A resolução questionada
Na ação, a Associação dos Mantenedores Independentes Educadores do Ensino Superior (AMIES) questionava a Resolução CFM 2.434/2025, que trata da responsabilidade técnica e ética, dos deveres e prerrogativas de coordenadores de cursos de medicina e campos de estágio. A norma também estabelecia regras de fiscalização e a chamada “interdição ética”, medida que permitiria a suspensão de atividades acadêmicas em determinadas circunstâncias.
Em setembro do ano passado, o ministro Flávio Dino já havia suspendido, em decisão liminar, os trechos da resolução que agora foram declarados definitivamente inconstitucionais pelo Plenário do STF.
Interdição de atividades de ensino é invalidada
Um dos pontos derrubados pela Corte são os dispositivos que atribuíam aos Conselhos Regionais de Medicina (CRMs) poder para determinar a interdição ética de atividades de ensino por problemas de infraestrutura, recursos humanos, responsabilidade técnica ou segurança. Segundo o relator, a medida alcançava sujeitos estranhos à atuação disciplinar do Conselho, já que critérios como infraestrutura e adequação ao projeto pedagógico pertencem à esfera de regulação do Ministério da Educação.
Dino destacou ainda que a interdição de estabelecimentos ou serviços de saúde já é disciplinada pela Lei 6.437/1977, sendo atribuição exclusiva das autoridades sanitárias competentes, segundo procedimento próprio previsto em lei. Para o ministro, não cabe ao CFM criar, por meio de resolução, uma modalidade autônoma de interdição.
A Corte manteve, no entanto, a possibilidade de fiscalização por parte dos conselhos nos locais onde a medicina é exercida. Segundo a decisão, os conselhos podem identificar irregularidades relacionadas ao exercício profissional e comunicar os fatos às autoridades competentes, mas sem poder interditar atividades ou unidades de ensino diretamente. O CFM também segue com a prerrogativa de instaurar processo ético-profissional contra o médico responsável e aplicar sanções previstas em lei, incluindo a suspensão do exercício profissional em casos de infração ética — desde que não interfira na atividade de ensino em si.

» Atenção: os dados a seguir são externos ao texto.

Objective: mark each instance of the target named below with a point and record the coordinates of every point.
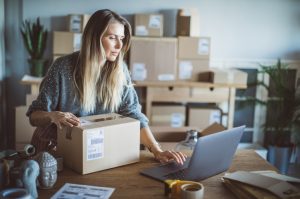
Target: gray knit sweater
(57, 93)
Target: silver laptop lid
(214, 153)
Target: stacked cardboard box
(148, 25)
(153, 59)
(193, 57)
(66, 42)
(166, 115)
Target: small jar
(17, 193)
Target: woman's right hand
(64, 119)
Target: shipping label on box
(99, 143)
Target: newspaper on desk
(79, 191)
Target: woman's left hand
(167, 156)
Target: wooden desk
(200, 92)
(130, 184)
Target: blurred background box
(189, 69)
(168, 115)
(77, 22)
(194, 47)
(66, 42)
(149, 25)
(153, 59)
(188, 21)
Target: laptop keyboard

Remuneração de coordenadores também foi invalidada
Outro dispositivo derrubado pelo STF foi o que garantia aos coordenadores de curso de graduação em medicina o direito a uma “remuneração justa e digna”. Para o relator, essa questão está relacionada a relações contratuais, no caso das universidades privadas, ou remuneratórias, no caso das públicas, e não se enquadra no âmbito da ética profissional. Segundo Dino, não é papel do CFM arbitrar o significado de termos como “justa” e “digna” no contexto remuneratório.
Restrição a estudantes estrangeiros é considerada discriminatória
A Corte também considerou inconstitucional a regra que impedia coordenadores de participar de convênios para estágios ou internatos de alunos provenientes de faculdades de medicina estrangeiras. Para os ministros, a proibição criava restrições indevidas ao exercício profissional e à liberdade de contratar, sem qualquer previsão em lei que a sustentasse.
De acordo com o relator, a medida violava o princípio constitucional da igualdade, ao discriminar sem fundamento válido o estudante estrangeiro ou formado em instituição estrangeira em relação ao estudante nacional.